A novel confocal XRF-Raman spectrometer and FPM model for analysis of solid objects and liquid substances

Abstract

A new table-top combined spectrometer was designed and constructed consisting of X-ray fluorescence and Raman spectrometers for spot-analysis of elementary and chemical composition of solid and liquid substances for industrial analytical applications. For XRF analysis a silicon drift detector and an air-cooled low-power transmission type X-ray tube were built in the combined XRF-Raman spectrometer. Both spectrometer units were connected hermetically to a sealed radiation chamber that can be optionally evacuated or it can be filled with helium under atmospheric pressure in order to improve the analytical sensitivity in the region of low-atomic numbers.
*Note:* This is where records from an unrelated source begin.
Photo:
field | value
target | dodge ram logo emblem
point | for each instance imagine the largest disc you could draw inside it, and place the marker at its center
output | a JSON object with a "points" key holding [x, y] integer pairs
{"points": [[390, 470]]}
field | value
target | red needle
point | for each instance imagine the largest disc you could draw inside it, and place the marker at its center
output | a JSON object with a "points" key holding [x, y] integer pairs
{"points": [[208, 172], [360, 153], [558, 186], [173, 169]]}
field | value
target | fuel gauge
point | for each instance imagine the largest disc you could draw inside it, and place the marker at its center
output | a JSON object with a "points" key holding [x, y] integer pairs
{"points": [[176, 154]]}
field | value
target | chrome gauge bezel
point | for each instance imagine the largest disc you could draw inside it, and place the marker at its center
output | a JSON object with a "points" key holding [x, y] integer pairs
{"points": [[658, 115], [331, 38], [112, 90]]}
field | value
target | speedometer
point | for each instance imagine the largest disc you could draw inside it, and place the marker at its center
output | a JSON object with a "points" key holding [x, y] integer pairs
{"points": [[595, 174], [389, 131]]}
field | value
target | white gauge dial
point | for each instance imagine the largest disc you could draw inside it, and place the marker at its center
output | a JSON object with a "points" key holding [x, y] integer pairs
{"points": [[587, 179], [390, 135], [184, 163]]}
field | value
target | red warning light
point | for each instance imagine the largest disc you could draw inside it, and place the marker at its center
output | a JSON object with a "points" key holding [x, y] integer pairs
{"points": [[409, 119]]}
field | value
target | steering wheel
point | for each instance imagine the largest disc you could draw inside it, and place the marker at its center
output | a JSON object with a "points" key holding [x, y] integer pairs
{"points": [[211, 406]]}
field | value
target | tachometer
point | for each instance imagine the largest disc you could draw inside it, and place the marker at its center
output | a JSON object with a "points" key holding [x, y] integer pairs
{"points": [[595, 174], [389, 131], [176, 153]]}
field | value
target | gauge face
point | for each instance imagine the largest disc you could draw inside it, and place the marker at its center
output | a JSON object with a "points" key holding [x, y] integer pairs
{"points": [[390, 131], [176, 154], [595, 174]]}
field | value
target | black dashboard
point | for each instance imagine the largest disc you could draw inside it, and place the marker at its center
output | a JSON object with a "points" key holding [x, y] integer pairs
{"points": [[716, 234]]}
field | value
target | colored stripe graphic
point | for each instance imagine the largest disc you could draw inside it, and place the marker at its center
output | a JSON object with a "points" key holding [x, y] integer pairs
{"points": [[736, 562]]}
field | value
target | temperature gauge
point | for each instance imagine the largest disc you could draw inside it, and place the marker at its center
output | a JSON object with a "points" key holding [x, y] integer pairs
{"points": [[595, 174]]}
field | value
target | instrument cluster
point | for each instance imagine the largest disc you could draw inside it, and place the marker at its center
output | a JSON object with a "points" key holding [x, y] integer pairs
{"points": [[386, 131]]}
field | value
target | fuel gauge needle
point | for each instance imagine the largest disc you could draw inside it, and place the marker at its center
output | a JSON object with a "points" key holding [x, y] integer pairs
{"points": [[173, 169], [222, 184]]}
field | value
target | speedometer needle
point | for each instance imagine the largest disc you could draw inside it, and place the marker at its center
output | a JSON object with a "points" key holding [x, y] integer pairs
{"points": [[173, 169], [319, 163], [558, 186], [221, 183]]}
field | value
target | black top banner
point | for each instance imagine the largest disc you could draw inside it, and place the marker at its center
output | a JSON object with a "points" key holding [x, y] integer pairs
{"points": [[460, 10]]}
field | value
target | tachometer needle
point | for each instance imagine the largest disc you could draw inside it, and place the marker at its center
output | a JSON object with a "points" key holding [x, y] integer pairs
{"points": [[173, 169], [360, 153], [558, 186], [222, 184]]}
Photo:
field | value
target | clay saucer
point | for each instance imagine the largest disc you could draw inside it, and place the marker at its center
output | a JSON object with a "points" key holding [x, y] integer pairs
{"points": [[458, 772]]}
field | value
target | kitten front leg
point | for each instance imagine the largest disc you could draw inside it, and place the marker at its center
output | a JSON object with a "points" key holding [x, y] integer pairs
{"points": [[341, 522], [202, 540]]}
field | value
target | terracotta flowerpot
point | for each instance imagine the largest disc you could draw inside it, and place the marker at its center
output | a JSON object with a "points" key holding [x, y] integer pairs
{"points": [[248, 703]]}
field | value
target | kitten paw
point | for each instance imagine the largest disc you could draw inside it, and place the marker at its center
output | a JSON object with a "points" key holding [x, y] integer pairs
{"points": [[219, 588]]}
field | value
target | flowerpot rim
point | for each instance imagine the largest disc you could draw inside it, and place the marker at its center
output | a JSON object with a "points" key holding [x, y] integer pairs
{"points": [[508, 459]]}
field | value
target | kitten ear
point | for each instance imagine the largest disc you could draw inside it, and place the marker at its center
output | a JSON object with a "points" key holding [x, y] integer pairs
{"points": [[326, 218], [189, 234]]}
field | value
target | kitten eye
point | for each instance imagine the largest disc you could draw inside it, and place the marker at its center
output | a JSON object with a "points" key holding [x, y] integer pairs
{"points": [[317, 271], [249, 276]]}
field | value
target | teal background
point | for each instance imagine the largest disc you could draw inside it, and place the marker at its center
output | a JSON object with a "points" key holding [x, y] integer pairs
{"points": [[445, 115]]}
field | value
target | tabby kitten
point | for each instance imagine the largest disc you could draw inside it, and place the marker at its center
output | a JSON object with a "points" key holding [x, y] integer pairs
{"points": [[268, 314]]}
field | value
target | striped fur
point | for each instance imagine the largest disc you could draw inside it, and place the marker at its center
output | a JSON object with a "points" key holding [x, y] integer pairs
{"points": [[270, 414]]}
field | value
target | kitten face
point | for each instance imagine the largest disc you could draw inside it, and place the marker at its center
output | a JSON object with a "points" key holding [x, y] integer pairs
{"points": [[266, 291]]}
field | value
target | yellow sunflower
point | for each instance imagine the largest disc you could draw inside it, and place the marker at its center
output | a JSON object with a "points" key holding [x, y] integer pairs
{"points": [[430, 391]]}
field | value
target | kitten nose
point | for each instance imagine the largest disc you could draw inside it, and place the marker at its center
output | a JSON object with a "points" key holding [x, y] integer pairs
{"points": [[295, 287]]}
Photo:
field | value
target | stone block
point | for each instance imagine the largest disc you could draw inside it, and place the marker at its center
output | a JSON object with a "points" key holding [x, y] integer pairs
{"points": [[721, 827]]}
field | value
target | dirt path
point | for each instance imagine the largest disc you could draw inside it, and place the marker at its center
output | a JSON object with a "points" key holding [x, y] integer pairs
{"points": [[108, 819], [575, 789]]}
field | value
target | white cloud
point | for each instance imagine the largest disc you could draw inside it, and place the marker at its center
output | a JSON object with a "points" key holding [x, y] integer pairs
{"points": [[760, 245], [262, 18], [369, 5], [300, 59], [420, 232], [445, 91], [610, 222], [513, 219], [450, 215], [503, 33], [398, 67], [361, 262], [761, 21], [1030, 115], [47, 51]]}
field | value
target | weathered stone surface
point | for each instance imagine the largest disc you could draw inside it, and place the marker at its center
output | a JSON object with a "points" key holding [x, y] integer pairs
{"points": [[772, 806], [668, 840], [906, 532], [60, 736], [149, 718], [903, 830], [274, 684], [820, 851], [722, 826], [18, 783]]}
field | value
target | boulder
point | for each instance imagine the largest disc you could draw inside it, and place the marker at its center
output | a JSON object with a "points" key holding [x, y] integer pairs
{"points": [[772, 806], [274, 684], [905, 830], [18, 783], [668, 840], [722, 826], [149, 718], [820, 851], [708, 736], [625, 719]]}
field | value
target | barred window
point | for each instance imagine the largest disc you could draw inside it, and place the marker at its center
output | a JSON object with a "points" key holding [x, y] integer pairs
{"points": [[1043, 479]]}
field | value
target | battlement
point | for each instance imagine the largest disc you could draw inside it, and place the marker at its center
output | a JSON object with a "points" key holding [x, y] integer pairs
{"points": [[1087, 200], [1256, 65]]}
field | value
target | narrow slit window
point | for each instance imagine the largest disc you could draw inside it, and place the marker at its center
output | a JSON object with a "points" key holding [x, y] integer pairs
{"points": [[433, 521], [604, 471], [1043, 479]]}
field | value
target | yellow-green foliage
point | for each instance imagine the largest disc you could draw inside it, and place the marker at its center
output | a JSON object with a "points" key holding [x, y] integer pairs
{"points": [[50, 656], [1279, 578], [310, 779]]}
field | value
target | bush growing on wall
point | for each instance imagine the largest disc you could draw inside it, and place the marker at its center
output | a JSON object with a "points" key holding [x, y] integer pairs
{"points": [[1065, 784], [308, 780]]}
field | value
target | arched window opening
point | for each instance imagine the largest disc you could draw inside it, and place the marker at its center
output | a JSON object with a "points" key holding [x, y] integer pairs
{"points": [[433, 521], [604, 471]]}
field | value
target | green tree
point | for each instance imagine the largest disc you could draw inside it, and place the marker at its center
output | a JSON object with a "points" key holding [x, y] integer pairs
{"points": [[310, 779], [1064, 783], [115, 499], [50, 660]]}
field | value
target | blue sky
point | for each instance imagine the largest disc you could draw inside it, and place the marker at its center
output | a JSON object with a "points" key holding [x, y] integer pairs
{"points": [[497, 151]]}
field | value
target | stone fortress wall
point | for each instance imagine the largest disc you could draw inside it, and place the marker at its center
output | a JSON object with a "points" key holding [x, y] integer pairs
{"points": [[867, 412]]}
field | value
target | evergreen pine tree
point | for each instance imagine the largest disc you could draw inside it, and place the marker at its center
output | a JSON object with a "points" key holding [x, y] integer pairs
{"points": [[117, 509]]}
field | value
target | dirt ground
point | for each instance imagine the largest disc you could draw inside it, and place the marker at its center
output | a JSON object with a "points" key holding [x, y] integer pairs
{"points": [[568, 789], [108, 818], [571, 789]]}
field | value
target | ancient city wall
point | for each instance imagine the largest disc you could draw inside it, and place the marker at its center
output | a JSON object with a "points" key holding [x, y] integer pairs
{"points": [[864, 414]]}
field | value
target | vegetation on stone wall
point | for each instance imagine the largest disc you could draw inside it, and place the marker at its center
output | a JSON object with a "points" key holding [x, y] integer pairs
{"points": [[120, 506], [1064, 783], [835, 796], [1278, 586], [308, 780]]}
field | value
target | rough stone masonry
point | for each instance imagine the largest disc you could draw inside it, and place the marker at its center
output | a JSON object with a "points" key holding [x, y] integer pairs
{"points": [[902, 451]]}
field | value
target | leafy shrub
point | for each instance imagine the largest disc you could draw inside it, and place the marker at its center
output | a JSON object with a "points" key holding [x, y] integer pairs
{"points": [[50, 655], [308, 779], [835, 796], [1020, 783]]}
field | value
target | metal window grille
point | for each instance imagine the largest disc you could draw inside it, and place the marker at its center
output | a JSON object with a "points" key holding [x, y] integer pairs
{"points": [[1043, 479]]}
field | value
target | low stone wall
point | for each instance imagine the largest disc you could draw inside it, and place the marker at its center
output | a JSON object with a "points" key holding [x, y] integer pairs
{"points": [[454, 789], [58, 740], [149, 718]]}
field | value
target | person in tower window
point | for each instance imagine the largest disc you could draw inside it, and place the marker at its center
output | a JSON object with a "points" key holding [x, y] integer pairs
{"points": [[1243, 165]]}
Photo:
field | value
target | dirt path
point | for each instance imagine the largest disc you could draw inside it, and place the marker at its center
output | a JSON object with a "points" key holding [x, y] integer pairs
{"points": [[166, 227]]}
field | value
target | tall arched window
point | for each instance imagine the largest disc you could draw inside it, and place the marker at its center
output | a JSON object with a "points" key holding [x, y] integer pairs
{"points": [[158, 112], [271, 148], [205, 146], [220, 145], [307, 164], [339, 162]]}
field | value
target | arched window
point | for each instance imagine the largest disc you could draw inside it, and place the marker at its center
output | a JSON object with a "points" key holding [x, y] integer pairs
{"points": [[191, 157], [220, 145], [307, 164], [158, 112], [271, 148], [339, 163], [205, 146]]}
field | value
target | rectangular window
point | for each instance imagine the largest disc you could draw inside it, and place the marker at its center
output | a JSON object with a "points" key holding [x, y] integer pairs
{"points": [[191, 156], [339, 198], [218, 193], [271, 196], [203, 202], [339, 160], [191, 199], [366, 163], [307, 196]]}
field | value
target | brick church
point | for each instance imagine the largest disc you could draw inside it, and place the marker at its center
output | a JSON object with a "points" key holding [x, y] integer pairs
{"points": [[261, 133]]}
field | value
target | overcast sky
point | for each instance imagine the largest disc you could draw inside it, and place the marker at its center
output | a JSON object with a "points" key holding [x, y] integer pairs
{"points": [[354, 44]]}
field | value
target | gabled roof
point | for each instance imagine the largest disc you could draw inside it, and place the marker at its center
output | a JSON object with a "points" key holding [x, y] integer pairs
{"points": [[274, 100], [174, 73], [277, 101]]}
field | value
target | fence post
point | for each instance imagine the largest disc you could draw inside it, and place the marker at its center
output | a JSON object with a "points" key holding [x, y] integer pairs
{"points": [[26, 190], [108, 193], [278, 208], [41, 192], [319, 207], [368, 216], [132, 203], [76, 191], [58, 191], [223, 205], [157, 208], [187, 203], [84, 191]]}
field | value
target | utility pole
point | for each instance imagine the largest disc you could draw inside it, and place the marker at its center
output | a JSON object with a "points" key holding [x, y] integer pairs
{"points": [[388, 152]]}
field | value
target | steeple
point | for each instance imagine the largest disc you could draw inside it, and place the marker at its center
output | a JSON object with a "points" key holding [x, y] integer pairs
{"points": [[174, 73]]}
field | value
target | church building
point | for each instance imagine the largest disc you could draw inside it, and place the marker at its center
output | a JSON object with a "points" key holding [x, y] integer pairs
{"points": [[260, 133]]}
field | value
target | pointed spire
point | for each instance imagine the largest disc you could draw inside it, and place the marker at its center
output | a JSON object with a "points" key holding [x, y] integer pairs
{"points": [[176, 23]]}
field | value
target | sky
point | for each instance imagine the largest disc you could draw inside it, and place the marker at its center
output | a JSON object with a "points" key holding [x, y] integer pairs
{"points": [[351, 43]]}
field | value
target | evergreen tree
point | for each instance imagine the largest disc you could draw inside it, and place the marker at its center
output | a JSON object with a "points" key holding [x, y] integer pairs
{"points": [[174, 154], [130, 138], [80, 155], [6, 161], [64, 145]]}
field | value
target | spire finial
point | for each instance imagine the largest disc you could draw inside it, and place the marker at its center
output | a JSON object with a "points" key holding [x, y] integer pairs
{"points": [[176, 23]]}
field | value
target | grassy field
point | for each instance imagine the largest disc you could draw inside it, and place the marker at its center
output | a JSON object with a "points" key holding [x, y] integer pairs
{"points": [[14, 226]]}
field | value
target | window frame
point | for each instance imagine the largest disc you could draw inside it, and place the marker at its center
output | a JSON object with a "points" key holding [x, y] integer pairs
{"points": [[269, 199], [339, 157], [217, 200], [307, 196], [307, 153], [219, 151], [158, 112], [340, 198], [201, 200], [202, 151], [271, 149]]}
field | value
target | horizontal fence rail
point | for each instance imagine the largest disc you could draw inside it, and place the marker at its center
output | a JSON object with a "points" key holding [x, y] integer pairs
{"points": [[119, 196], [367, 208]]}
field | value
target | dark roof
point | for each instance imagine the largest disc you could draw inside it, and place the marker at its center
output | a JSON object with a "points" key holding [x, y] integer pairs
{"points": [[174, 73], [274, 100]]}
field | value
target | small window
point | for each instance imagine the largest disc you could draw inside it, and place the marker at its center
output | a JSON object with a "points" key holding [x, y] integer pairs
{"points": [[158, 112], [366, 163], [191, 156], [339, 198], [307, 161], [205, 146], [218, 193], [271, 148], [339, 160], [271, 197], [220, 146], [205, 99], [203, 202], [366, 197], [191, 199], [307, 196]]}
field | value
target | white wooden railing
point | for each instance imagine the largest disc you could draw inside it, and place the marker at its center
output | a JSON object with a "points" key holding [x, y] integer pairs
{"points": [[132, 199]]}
The XRF and the Raman devices operate in a confocal geometrical arrangement, where the three axes of the Raman laser beam, the exciter X-ray beam, and the X-ray detection channel focus on the same spot of the examined object. The confocal spot of the combined spectrometer can be positioned along the vertical axis with an optional selected step-size of over 0.2 mm. For the precise geometrical adjustment of the focal spot on the sample surface an optical positioning system was designed and built into the irradiation chamber consisting of a mini camera and two mini laser modules. A new FPM model, its algorithm of numerical solution and software were developed for quantitative XRF analysis. The FPM model is based on application of a series of virtual monochromatic X-ray sources used for excitation of the sample elements substituting the experimentally determined spectra of the X-ray tube. The numerical FPM calculations were performed in a matrix-oriented MATLAB programming environment by using self-made software. The model uses both K- and L-lines for the improvement of the accuracy of the calculations and to extend the range of the atomic number of the analysed chemical elements. This FPM model is suitable for the calculation of the concentrations of chemical elements in 4–5 orders of magnitude for liquid and solid materials. In order to maximise the analytical information simultaneous analyses of the Cu content were performed by Raman and XRF spectrometry in an aqueous solution of CuSO₄ and citric acid. This experiment proved the synergy of the combined use of these two analytical methods, since both molecular and atomic composition could be analysed quantitatively in the same liquid sample.